If you want to get technical, all stories can be considered flashbacks, so I don't see what the issue is.
 
Last edited:
D

Deleted member 4265

Guest
I actually think this would help with my suspension of disbelief. This is probably just a weird foible of mine, but I can't stand first person unless its A) being told from the perspective of a character looking back on the past or B) written in a journal format. Whenever I'm reading first person I always think "how are you telling this story?" Establishing that the narrator is telling the story to someone else makes it more believable to me.

However, I do agree with what everyone else said, its important to make sure your narrator's attention to details isn't unbelievable. Of course people do embellish stories as they tell them or remember seemingly bizarre little details. I do think it would be helpful if it was made clear to the reader that this is a retelling of events and not necessarily how the events actually happens (even if it is very close).
 

S J Lee

Inkling
Its a long book, but I love V Chandra's Sacred Games. The (sub-plot) to the "policeman tracks down a nuke" story is the life story of Ganesh Gaitonde, a criminal boss who commits suicide. The book starts with GG giving away his location to a policeman he secretly likes, and the police come for him. He has already decided to kill himself. He has a brief and sardonic chat with Sartaj over the intercom while the door is knocked down. GG is dead when S comes into the room of the bunker.

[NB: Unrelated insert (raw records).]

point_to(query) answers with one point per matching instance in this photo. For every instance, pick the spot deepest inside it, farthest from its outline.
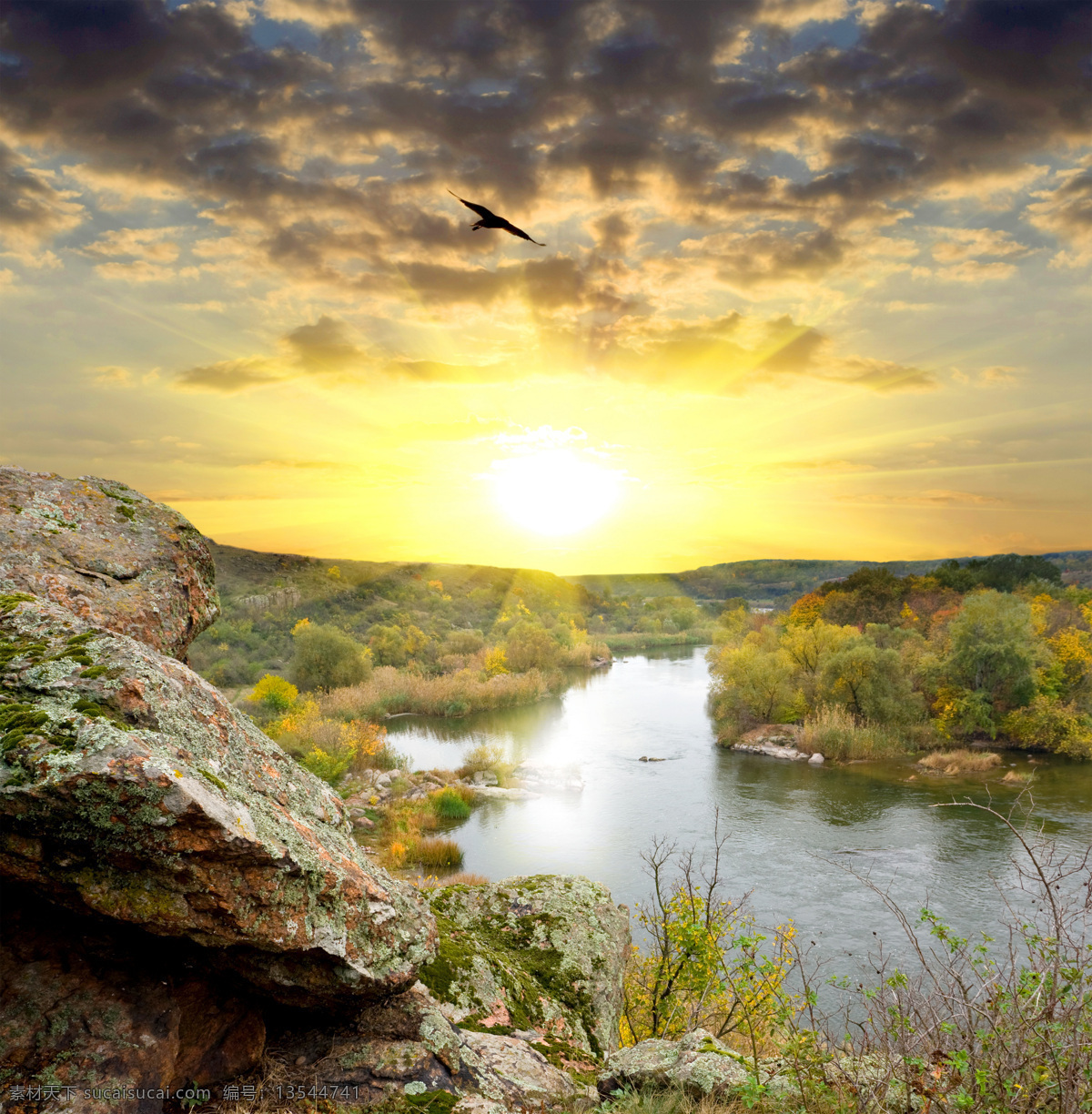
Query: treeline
(326, 625)
(874, 664)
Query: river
(794, 829)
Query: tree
(276, 693)
(388, 645)
(753, 685)
(870, 682)
(531, 646)
(992, 650)
(326, 657)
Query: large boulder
(130, 787)
(699, 1064)
(406, 1046)
(86, 1003)
(542, 953)
(107, 553)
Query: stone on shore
(132, 787)
(541, 953)
(108, 555)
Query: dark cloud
(500, 97)
(31, 210)
(323, 347)
(228, 377)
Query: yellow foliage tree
(706, 965)
(276, 693)
(496, 662)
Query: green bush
(450, 805)
(326, 657)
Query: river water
(798, 832)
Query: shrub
(531, 646)
(450, 805)
(956, 762)
(480, 759)
(1050, 724)
(834, 732)
(436, 852)
(326, 657)
(390, 692)
(276, 693)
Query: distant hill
(426, 605)
(774, 582)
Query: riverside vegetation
(877, 665)
(137, 805)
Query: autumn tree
(326, 657)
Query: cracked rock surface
(108, 555)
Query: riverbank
(631, 641)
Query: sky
(815, 275)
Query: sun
(554, 491)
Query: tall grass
(956, 762)
(435, 852)
(391, 692)
(635, 640)
(450, 805)
(834, 732)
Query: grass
(834, 732)
(634, 640)
(436, 852)
(959, 762)
(393, 692)
(451, 805)
(462, 878)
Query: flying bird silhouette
(491, 220)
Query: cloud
(1066, 212)
(729, 354)
(228, 377)
(323, 347)
(933, 497)
(517, 104)
(33, 212)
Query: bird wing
(520, 232)
(480, 209)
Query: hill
(777, 582)
(440, 615)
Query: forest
(875, 664)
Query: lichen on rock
(541, 953)
(108, 555)
(107, 805)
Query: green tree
(326, 657)
(753, 685)
(388, 645)
(870, 682)
(992, 651)
(531, 646)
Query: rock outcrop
(92, 1005)
(698, 1064)
(108, 555)
(177, 889)
(542, 953)
(407, 1045)
(133, 789)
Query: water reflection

And while S continues the main story, we get wonderful little chapters that tell GG's life story as a rising criminal ,interspersed. the first one siple starts AFTER GG is dead with "Can you hear me Sartaj?..." and then carries on as a flashback. In the final GG flashback 900 pages later, he has the gun to his head just as S is around the corner and thinks "Bas, enough." Check it out!
 

Steerpike

Felis amatus
Moderator
I don't think this is a problem. It's a stylistic choice, and that's exactly how most readers will interpret it. This is just what happens in Interview with a Vampire, and it doesn't appear to have been a negative with most readers. In my view, you can make your narrator as attentive to detail, or not, as you normally would when writing a story, without regard to this structural choice.